Diedi un ultimo sguardo all'ambiente, poi incontrai i suoi occhi.
Di nuovo, non c'era bisogno di parlare.
Ci sistemammo sul letto.
Era strano, non sapevo che fare.
Non volevo trattarla come le altre, così mi lasciai guidare.
Iniziò ad accarezzarmi, ad occhi chiusi, sorridendo.
Feci lo stesso, sentendo sulle sue braccia i brividi provocati dai nostri corpi così vicini.
Quando la vidi socchiudere gli occhi, iniziai lentamente a toglierle il maglione, la camicia. Stavo migliorando.
Continuava a sorridere.
Iniziò, con le mani che tremavano, a sbottonarmi la camicia.
Quando fu completamente nuda, la guardai.
Era bella. Ma non era solo bella. Era mia.
Era tutto ciò che volevo.
E mi sorpresi di quanto ci avevo messo per capirlo.

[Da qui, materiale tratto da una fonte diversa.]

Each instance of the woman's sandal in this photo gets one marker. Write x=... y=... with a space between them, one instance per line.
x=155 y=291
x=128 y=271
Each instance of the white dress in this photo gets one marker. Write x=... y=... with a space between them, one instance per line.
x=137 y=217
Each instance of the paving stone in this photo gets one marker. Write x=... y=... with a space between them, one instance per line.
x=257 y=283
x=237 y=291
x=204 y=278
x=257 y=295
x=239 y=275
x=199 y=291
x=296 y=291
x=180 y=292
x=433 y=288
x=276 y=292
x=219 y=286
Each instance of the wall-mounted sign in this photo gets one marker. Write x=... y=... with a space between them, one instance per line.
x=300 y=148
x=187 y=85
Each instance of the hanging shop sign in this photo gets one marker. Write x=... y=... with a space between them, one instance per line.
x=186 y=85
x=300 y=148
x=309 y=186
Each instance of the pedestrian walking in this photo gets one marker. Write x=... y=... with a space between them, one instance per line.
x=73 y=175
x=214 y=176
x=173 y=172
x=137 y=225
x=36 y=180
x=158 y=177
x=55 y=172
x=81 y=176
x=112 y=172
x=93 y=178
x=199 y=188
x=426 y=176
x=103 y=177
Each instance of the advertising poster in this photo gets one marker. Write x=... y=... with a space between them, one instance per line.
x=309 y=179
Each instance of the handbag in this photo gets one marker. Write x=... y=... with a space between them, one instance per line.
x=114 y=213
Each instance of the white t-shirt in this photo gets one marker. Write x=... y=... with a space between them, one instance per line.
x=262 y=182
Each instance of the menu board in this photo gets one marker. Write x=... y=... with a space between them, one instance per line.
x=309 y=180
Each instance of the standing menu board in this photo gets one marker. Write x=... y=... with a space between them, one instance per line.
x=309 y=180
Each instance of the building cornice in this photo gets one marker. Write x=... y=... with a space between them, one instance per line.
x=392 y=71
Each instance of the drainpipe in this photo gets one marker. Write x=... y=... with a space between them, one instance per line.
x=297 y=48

“Quanto tempo perso.” sussurrai.
Come pensavo, fu straordinario. E non fisicamente, in effetti, mi trattenni. Era fragile, avevo paura di spezzarla. Nonostante questo, i nostri corpi erano perfettamente uniti, compatibili.
E fu diverso.
Non cercavo il piacere, cercavo lei. Come se unire i nostri corpi ci avrebbe aiutato, un giorno, ad unire le nostre anime.
Era così sensuale. Mi faceva impazzire.
Ripeteva il mio nome.
Non sembrava così male, detto da lei. Sussurrato.
“Drah” “coh” “oh” “oh”
 

Ci sdraiammo. Uno accanto all'altra.
Chiusi gli occhi, i battiti accelerati, il respiro irregolare.
Un minuto dopo, o forse un'ora, comunque troppo presto, si alzò.
Feci lo stesso, iniziai a rivestirmi, gli abiti sparsi ovunque, nell'aria i nostri profumi mischiati lottavano con la legna e la cenere per non essere sopraffatti.
Se questo era l'amore, pensai toccandomi il petto nudo e ascoltando il battito doloroso e martellante del mio cuore, avrei sacrificato la mia vita, pur di sentirlo nelle vene ancora un po'.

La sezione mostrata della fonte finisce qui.